Read James 5:17-18. What do we learn about prayer from Elijah’s example? How is it connected with healing, forgiveness, and restoration?
These verses illustrate the assurance given at the end of James 5:16:
the effective prayer of a righteous man can accomplish much (NASB). Elijah was a
righteous man and even translated to heaven, but he was not superhuman. He had the same passions and feelings that we have. The fact that God heard his prayer should encourage us that our prayers will be heard too. James says Elijah
prayed earnestly that it might not rain (a detail not mentioned in the Old Testament), petitioning apparently for the fulfillment of Deuteronomy 11:13-17 (alluded to in James 5:18).

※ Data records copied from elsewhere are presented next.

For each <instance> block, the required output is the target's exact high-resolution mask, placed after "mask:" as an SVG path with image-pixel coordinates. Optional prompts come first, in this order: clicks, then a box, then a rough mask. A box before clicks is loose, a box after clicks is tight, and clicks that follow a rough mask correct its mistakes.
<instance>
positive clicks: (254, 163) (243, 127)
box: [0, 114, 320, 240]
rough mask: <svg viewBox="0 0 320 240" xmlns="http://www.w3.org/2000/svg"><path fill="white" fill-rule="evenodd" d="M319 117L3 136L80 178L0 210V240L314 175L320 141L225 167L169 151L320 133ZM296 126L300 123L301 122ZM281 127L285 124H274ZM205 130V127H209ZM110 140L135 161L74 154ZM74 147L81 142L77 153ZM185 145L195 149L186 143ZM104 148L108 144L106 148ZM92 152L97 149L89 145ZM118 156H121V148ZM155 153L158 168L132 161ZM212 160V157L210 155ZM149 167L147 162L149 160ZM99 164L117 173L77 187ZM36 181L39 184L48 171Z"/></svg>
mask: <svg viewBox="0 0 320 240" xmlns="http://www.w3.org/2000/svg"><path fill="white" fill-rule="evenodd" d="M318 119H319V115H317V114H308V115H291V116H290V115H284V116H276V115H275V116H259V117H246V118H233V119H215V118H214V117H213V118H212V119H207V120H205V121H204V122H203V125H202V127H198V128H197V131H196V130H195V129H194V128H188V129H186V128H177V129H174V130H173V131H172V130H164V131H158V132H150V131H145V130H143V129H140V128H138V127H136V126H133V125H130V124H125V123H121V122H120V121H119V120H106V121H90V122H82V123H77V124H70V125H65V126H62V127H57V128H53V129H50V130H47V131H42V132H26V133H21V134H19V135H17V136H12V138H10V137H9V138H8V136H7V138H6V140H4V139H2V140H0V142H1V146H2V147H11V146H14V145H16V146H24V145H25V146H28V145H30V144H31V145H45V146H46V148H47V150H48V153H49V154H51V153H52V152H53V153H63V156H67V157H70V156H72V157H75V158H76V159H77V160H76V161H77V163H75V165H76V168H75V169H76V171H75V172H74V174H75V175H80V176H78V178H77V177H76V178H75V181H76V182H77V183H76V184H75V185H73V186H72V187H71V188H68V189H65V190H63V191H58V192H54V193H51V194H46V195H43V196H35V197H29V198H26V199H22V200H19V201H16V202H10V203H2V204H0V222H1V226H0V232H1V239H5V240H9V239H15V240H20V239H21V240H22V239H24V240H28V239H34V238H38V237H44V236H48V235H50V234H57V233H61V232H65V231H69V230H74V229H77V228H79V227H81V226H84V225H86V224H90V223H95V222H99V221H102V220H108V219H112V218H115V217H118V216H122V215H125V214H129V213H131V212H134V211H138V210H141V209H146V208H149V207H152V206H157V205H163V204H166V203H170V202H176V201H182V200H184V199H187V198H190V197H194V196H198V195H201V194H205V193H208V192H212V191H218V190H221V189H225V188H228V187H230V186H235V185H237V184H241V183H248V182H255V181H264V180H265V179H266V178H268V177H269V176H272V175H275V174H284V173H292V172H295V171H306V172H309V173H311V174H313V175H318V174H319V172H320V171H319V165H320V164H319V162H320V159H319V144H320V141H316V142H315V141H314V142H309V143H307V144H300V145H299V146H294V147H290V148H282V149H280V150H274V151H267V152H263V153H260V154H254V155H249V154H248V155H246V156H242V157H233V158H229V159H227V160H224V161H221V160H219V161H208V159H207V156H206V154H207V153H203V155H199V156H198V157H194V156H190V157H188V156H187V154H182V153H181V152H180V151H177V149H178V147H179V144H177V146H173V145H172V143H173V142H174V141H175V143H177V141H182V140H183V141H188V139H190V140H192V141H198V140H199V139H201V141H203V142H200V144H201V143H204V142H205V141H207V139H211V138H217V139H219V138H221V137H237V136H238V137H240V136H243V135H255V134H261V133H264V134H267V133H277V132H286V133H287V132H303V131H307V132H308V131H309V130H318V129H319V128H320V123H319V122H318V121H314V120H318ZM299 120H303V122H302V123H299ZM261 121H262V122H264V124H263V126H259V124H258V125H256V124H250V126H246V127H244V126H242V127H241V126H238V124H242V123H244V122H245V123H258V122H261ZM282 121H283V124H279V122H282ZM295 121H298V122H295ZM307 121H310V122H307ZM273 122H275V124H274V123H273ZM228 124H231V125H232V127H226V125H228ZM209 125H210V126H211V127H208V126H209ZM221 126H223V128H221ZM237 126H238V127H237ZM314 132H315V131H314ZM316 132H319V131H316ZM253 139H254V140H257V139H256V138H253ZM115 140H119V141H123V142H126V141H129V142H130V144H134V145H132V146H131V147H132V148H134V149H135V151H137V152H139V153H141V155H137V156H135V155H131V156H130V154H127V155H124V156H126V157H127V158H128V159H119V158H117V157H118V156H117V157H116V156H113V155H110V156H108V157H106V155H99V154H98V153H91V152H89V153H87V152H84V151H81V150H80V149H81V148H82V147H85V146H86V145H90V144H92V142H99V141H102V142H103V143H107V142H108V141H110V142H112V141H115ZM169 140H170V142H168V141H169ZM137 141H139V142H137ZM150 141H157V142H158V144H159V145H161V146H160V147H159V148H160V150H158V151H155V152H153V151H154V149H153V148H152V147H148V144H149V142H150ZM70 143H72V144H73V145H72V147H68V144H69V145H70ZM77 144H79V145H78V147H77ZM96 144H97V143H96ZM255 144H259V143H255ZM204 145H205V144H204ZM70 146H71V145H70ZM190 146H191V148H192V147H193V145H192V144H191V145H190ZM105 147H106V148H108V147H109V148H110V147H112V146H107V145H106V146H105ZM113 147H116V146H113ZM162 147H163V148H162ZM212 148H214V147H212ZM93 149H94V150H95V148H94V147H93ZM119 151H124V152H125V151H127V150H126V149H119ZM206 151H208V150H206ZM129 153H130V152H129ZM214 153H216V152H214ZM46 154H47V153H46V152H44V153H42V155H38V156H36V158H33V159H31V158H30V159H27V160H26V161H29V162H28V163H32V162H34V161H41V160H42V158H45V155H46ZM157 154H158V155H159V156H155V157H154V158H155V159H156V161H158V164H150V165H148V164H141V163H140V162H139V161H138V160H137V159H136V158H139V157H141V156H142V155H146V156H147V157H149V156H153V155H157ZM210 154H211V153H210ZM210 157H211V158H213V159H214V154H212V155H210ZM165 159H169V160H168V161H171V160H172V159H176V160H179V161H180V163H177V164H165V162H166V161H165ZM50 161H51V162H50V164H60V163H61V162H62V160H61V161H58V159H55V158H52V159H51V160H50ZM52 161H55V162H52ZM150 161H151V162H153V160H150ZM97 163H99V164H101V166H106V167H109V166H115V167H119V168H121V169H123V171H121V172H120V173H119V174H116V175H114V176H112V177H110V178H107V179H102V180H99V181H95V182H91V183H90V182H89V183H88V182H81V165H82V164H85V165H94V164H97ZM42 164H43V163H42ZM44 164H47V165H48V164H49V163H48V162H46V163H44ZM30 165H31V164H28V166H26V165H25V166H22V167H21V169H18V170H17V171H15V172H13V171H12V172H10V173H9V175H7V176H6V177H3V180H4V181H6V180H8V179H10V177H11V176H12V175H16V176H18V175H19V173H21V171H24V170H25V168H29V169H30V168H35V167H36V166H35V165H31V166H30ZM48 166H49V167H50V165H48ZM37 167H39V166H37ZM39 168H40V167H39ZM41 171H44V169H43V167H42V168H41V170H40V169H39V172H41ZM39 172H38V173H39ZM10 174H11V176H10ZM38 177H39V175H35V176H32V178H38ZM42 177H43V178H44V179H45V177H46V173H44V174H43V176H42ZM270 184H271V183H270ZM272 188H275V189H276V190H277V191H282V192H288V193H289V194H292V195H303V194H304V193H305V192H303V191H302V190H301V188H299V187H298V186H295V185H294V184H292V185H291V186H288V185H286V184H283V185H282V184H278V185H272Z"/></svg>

Israel’s worship of Baal, the god of storm and lightning, could not go unchallenged on the basis of this prophecy in Deuteronomy. Though we do not know how long Elijah prayed before his prayers were answered, his petitions were based on careful study of, and reflection upon, God’s Word in light of his present circumstances. It may be that he quoted Deuteronomy’s prophecy as part of his prayer, just as Daniel’s prayer for Jerusalem is based on his study of Jeremiah’s prophecy (see Dan. 9:2-3). Our prayers, too, will be more effective when they spring from thoughtful consideration of our circumstances in light of God’s Word.
The period of no rain lasting three and a half years (also mentioned in Luke 4:25) is a significant time of probation in Scripture (like the prophetic period of
half a week, or three and a half years of Jesus’ ministry in Daniel 9:27, and the
three and a half times of apostasy in Christianity in Daniel 7:25 and Revelation 12:14). At the end of this period, God used Elijah to begin a work of revival and reformation to wake up Israel so that the people would recognize the depths of their apostasy. It was a work that typified both the work John the Baptist would do for first-century Israel in order to prepare the way for Christ’s first advent and the work that God has entrusted to His remnant church today to prepare people for the Second Advent(see Mal. 4:5-6; Matt. 11:13-14).
As a church, we are seeking revival and reformation. But it must begin in our own lives, our own selves, on a personal and daily basis. What choices can only you, yourself, make that will determine the direction and, ultimately, the destiny of your life?